Lesson: First US EEOC-as-party suit against an AI-mediated hiring tool resolved by consent decree ($365,000 settlement + 5-year monitoring; required revised non-discriminatory application processes; mandatory anti-discrimination training; right to re-apply for rejected applicants). Establishes that pre-AI civil-rights statutes (ADEA, Title VII, ADA) can be applied to algorithmic hiring outputs without requiring a dedicated AI statute — the load-bearing precedent for the US 'sectoral / ex-post liability' regime in employment AI.
Source record →regulator landing Italian DPA — Clearview AIEU · 2021–2022
Garante per la protezione dei dati personali (Italian DPA) v. Clearview AI Inc. — Mass scraping of publicly-available facial images + biometric processing without legal basis under GDPR. Provision of services to Italian users without GDPR-compliant data-processing arrangements.
Lesson: €20M fine + mandatory deletion of Italian-resident facial-recognition data. Established that GDPR provides binding enforcement authority for biometric-AI applications even where no AI-specific instrument exists. Replicated in France (2022) + UK (2022) + Greece (2022) — the only successful cross-jurisdictional AI enforcement so far.

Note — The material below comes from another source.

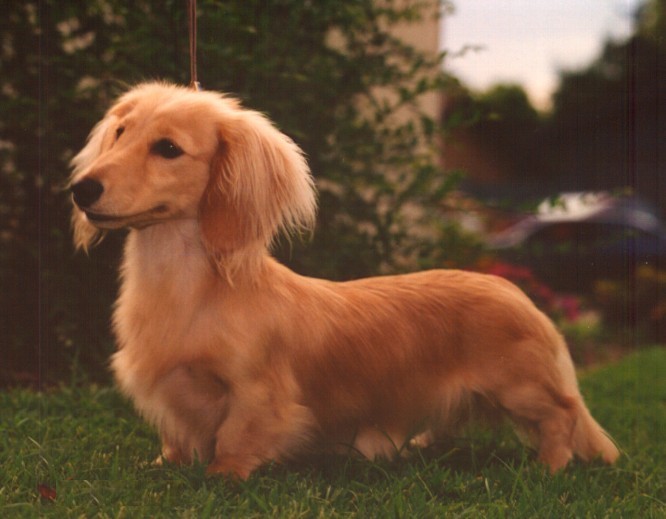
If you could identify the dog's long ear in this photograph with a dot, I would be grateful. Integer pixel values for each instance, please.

France CNIL — Clearview AIEU · 2020–2023
Commission nationale de l'informatique et des libertés (CNIL) v. Clearview AI Inc. — Mass scraping of facial images of French residents + biometric processing without lawful basis. CNIL imposed €20M fine + 5x €100k/day penalty for non-compliance with deletion order.

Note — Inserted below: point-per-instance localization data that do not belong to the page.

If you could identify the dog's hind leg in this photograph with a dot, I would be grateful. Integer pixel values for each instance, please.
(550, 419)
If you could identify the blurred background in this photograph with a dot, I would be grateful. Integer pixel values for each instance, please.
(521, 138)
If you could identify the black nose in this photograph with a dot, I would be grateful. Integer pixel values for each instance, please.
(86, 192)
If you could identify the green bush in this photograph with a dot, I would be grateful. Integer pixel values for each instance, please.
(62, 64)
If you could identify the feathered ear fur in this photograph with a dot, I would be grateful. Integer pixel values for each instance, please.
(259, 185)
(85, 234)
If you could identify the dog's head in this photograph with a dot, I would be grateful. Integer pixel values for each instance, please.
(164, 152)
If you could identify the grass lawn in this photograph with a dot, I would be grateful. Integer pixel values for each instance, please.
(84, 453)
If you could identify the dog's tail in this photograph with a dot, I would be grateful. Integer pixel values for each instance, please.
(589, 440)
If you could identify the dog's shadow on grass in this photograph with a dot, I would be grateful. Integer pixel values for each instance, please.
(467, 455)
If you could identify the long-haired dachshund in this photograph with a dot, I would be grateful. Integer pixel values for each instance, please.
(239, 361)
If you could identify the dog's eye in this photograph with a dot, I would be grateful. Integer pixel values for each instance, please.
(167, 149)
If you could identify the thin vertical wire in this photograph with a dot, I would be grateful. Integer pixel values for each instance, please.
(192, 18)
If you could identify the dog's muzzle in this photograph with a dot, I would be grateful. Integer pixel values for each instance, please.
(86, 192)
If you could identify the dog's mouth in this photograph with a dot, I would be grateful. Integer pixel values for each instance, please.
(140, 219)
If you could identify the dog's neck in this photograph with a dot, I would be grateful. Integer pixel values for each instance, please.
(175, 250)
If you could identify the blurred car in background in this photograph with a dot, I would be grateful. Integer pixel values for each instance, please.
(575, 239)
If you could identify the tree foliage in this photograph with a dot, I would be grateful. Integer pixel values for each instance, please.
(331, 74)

Lesson: Parallel to Italian Garante action; both fined identical €20M amount within 6 months. CNIL added 5x €100k/day non-compliance penalty when Clearview refused deletion — escalation pattern that EU AIA Art. 99 (penalties up to 7% global turnover) extends. Multi-DPA replication confirms GDPR is enforceable against US-based AI providers serving EU residents.

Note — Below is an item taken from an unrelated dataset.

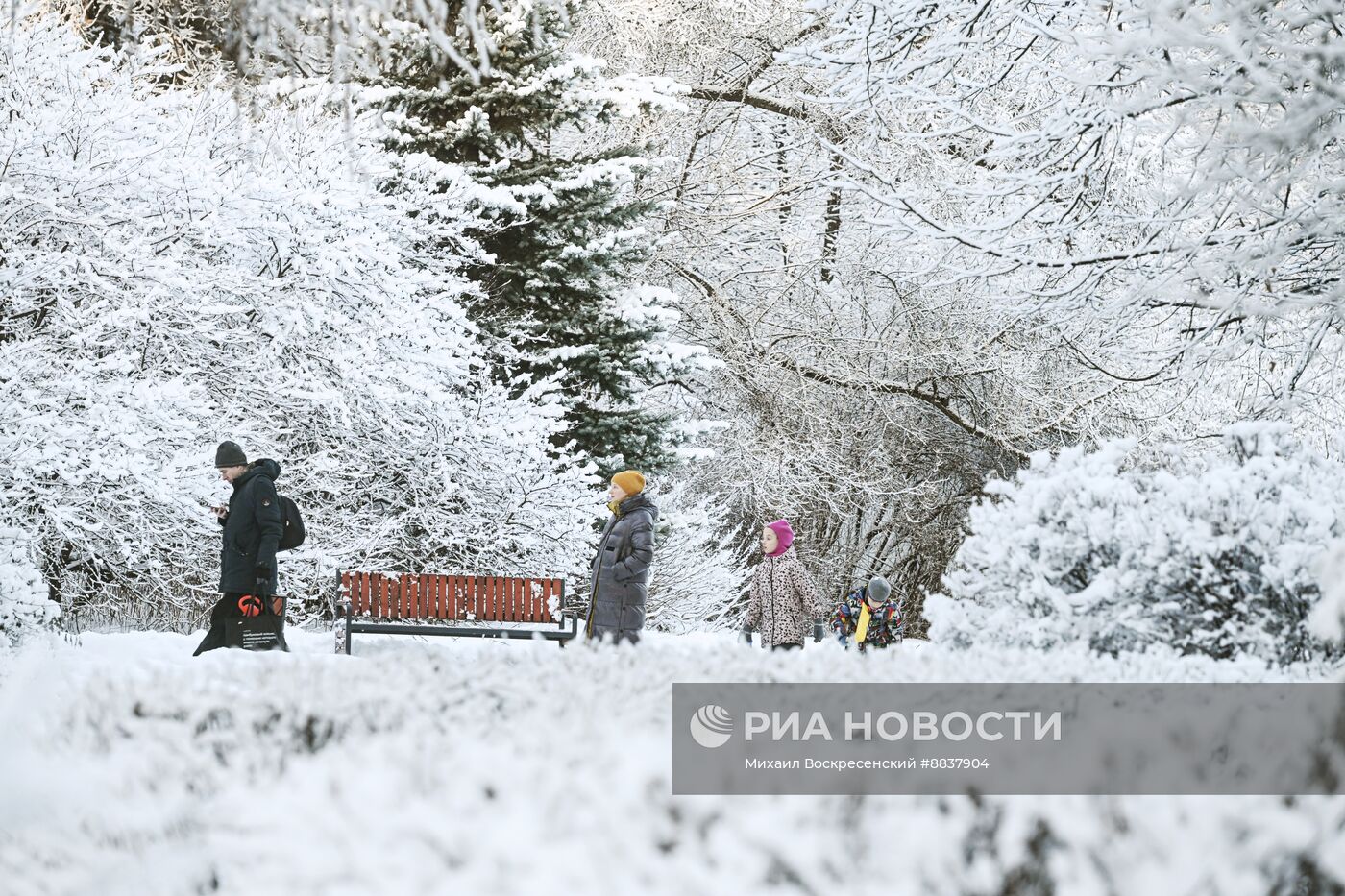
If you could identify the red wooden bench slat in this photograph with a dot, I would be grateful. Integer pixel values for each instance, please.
(410, 596)
(548, 590)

HUD / DOJ v. Facebook (ad-targeting Fair Housing Act)US · 2018–2022
US Department of Housing and Urban Development (HUD) + Department of Justice (DOJ) v. Meta Platforms, Inc. (Facebook) — Facebook's ad-delivery and ad-targeting tools (including 'Special Ad Audience' / Lookalike Audiences) allowed advertisers to exclude users on the basis of protected classes (race, colour, religion, sex, familial status, national origin, disability), and the platform's algorithmic delivery further skewed ad reach.
Lesson: First major US federal settlement holding a platform liable for discriminatory algorithmic delivery under a pre-AI civil-rights statute. DOJ settlement (June 2022) required Meta to develop a new 'Variance Reduction System' to redress racially-skewed ad delivery + sunset the Special Ad Audience tool. Establishes that algorithmic-delivery discrimination — not just user-facing targeting options — is reachable under FHA. Subsequently cited as the template for analogous reasoning under ECOA (lending) and ADEA (employment).